Haldia, Oct. 7: Nobody believes that India will be a serious contender at the Beijing 2008 Olympics. But the country is sculpting its signature on China’s preparations for the games by becoming one of the main exporters of iron ore being used to construct stadiums at the Olympic venues.

The iron ore consignments are heading to China in ships from Haldia port, whose management believes the bonanza will help it financially for years to come.

The construction work has sparked an increase in demand for the ore. “China is importing large amounts of both low-grade and high-grade iron ore for the construction of galleries and other massive structures at the stadium sites. This has resulted in an increase in export,” Subroto Ghosh, general manager, operations (cargo handling), said.

Port authorities had feared a loss of nearly Rs 220-250 crore following Indian Oil Corporation’s decision to import crude oil through a pipeline via Paradip instead of the regular route through Haldia port. This would have led to a 30 per cent decrease in cargo traffic. The Olympics has thus come as a godsend for the port.

“There is an increase of 23 per cent in the export of iron ore in the present financial year. Till September this year, we have already exported 1.78 million tons of ore,” Amal Dutta, administrative manager of Haldia port, said.

Ghosh said Haldia port was closing the gap on other major Indian ports after getting orders from Asian countries, including China.

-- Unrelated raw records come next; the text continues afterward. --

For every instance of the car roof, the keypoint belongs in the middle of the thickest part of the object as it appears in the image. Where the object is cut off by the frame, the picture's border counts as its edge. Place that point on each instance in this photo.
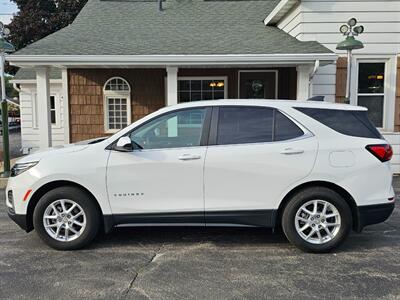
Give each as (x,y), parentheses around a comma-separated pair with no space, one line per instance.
(269,102)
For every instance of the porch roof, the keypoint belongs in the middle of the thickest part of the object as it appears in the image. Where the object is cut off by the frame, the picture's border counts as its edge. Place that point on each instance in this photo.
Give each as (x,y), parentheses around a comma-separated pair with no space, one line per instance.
(197,27)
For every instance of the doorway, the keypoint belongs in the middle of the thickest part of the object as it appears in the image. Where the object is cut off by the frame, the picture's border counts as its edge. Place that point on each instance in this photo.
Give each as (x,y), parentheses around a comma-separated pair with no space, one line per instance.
(258,84)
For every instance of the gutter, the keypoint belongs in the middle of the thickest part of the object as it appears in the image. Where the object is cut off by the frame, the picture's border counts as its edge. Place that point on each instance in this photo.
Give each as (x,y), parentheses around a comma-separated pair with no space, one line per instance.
(168,60)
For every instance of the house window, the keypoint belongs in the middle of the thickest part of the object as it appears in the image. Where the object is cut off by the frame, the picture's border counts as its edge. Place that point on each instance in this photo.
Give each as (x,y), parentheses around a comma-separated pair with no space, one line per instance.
(371,90)
(201,88)
(117,112)
(53,117)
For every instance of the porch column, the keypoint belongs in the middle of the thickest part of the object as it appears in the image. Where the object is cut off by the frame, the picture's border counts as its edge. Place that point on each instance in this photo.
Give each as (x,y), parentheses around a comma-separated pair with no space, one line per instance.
(43,107)
(172,86)
(303,82)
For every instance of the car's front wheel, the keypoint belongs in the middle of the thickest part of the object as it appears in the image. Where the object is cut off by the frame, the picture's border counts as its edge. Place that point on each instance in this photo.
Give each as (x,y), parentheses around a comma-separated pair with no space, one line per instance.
(66,218)
(317,220)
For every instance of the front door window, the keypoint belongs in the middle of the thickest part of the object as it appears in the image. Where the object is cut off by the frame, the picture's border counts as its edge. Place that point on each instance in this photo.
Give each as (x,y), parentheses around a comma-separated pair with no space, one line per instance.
(371,86)
(174,130)
(257,85)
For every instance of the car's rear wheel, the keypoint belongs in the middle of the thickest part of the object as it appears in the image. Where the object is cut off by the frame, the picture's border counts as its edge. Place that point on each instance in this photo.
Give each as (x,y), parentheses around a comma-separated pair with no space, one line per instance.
(66,218)
(317,219)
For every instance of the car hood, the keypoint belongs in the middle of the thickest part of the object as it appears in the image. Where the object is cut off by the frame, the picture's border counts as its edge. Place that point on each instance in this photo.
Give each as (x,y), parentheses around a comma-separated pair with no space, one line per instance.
(57,150)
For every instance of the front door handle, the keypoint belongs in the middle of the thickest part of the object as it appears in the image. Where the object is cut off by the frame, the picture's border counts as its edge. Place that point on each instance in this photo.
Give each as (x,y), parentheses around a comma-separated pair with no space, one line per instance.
(289,151)
(189,157)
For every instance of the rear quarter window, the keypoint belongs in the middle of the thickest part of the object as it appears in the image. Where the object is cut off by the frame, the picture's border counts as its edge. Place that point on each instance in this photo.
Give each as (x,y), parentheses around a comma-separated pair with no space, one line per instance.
(348,122)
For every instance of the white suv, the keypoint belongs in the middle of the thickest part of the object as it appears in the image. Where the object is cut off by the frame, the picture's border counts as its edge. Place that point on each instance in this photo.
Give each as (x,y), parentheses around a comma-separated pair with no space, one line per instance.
(317,170)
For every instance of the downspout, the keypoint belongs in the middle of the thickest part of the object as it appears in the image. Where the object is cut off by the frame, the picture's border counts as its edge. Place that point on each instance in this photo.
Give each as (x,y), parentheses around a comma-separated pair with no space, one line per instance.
(15,86)
(316,66)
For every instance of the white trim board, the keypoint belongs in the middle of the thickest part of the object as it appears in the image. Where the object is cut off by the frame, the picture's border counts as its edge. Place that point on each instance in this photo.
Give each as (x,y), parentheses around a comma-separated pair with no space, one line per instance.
(167,60)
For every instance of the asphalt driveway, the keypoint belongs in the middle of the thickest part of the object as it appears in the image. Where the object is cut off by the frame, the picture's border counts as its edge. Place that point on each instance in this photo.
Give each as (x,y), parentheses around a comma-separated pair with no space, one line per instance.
(197,263)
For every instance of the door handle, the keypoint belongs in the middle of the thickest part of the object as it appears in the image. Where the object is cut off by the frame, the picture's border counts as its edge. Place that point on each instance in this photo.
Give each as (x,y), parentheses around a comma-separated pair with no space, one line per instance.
(289,151)
(189,157)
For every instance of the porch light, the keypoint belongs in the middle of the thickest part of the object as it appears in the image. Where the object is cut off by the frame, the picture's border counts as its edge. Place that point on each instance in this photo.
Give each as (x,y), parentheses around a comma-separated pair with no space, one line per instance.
(350,30)
(5,47)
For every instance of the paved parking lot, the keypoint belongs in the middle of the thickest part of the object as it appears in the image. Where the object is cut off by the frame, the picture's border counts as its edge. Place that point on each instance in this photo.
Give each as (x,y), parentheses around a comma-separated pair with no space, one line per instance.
(196,263)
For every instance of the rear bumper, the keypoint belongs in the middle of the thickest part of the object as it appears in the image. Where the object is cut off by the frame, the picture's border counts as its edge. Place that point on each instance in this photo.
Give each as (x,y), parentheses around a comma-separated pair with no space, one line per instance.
(19,219)
(373,214)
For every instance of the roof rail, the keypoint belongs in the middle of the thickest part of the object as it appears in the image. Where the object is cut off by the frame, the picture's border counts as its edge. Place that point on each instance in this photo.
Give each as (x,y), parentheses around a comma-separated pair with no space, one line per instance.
(316,98)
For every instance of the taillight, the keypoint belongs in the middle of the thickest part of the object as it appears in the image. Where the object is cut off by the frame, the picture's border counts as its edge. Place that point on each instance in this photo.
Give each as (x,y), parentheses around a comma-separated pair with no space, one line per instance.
(382,152)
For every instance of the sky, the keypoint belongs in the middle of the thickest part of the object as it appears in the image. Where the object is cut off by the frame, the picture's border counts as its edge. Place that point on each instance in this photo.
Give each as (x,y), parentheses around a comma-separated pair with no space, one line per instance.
(7,9)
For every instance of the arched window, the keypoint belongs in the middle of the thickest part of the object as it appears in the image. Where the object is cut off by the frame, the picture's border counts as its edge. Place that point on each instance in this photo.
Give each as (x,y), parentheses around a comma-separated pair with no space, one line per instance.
(117,104)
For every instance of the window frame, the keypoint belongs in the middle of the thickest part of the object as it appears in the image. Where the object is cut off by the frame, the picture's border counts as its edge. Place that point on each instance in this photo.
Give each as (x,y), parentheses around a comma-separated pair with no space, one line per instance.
(204,133)
(366,61)
(57,109)
(109,94)
(389,98)
(224,78)
(213,136)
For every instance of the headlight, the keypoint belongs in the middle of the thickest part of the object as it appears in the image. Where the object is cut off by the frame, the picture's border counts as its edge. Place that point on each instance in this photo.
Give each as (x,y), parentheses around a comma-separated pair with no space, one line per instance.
(22,167)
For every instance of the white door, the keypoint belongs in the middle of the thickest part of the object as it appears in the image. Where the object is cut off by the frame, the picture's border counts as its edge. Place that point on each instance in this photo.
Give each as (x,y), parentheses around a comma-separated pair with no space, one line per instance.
(258,153)
(164,173)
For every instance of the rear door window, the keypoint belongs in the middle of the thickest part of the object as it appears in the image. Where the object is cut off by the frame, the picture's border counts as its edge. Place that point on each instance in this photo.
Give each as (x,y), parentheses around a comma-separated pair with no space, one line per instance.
(243,125)
(348,122)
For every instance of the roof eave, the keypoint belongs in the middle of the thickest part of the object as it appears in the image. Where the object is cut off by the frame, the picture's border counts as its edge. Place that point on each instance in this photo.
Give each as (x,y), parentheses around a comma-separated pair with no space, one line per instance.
(283,7)
(167,60)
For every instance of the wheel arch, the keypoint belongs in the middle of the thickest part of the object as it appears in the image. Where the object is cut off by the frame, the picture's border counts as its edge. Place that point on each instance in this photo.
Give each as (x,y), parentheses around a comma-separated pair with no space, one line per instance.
(340,190)
(38,194)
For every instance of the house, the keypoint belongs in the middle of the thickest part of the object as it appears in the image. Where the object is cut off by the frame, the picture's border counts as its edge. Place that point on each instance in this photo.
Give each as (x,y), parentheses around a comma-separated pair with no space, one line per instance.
(123,59)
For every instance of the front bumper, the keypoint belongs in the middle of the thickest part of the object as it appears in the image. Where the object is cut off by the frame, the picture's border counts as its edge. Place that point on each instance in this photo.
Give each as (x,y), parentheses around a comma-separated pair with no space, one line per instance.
(19,219)
(373,214)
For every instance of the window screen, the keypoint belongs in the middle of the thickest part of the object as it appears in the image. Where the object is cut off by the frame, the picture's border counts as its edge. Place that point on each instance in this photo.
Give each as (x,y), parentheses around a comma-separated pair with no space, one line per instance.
(348,122)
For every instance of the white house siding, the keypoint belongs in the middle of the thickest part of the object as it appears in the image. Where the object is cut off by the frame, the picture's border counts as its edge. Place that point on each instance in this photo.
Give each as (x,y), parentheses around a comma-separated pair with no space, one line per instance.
(30,132)
(312,20)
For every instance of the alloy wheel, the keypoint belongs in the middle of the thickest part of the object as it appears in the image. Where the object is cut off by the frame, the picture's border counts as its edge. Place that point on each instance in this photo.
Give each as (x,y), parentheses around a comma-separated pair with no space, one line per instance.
(317,221)
(64,220)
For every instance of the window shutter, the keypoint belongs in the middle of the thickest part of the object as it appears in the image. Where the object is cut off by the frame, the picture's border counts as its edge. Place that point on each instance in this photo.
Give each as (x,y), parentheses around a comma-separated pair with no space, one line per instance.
(341,74)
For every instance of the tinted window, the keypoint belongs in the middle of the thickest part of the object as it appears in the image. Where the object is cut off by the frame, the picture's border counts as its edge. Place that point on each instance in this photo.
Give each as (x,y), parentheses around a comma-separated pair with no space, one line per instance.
(240,125)
(349,122)
(173,130)
(285,129)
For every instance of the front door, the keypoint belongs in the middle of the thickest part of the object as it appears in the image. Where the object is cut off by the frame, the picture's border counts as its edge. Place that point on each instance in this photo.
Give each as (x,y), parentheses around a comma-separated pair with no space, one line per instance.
(257,154)
(165,172)
(257,84)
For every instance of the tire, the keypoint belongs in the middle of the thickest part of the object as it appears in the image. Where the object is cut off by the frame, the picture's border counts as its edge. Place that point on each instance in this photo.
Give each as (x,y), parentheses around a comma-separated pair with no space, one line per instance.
(337,212)
(66,239)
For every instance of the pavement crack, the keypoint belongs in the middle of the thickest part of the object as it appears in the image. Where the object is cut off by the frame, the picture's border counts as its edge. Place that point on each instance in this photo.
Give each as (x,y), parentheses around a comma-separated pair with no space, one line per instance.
(141,269)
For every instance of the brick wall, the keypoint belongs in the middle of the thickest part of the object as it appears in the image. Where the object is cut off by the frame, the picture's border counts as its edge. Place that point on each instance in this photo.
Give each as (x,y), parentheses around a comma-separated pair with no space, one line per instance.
(86,97)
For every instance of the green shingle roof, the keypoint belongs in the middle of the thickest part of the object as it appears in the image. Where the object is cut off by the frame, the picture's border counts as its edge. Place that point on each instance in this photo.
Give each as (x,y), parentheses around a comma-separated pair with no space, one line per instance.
(133,27)
(23,74)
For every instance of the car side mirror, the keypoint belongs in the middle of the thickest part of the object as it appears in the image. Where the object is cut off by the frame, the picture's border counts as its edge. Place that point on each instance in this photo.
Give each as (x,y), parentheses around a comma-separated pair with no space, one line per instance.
(124,144)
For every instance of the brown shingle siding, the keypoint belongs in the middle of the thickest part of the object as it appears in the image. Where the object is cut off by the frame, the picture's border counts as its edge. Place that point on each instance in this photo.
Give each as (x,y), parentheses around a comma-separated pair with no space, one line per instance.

“China used to import 1.3 crore tons of iron ore each year, but the coming year may see an increase of nearly 100 per cent. Previously, they used to prefer the ports at Vizag and Paradip, but in recent times they are concentrating more on Haldia. This is mainly due to the decrease in price of about Rs 500 per ton of ore as the distance between the mines and the port is comparatively less than that of the others,” he added.

The ore mainly comes from the mines at Barbil and Noamundi in Orissa. Since the distance between Haldia and the mining areas is less than in the case of Vizag and Paradip, the transport cost is consequently less.

Dutta said Haldia was also handling cargo other than iron ore.

“We are trying to upgrade the system of loading the merchandise from the trains to the ship and are already working on advanced techniques. At present, we are using berths 3 and 4B for loading. Earlier, only berth 3 was in use,” Ghosh said.

“The increase of the volume of export has prompted us to use one more berth. In addition to that, another berth is being mechanised so that goods can directly be loaded from the trains to the ship,” he added.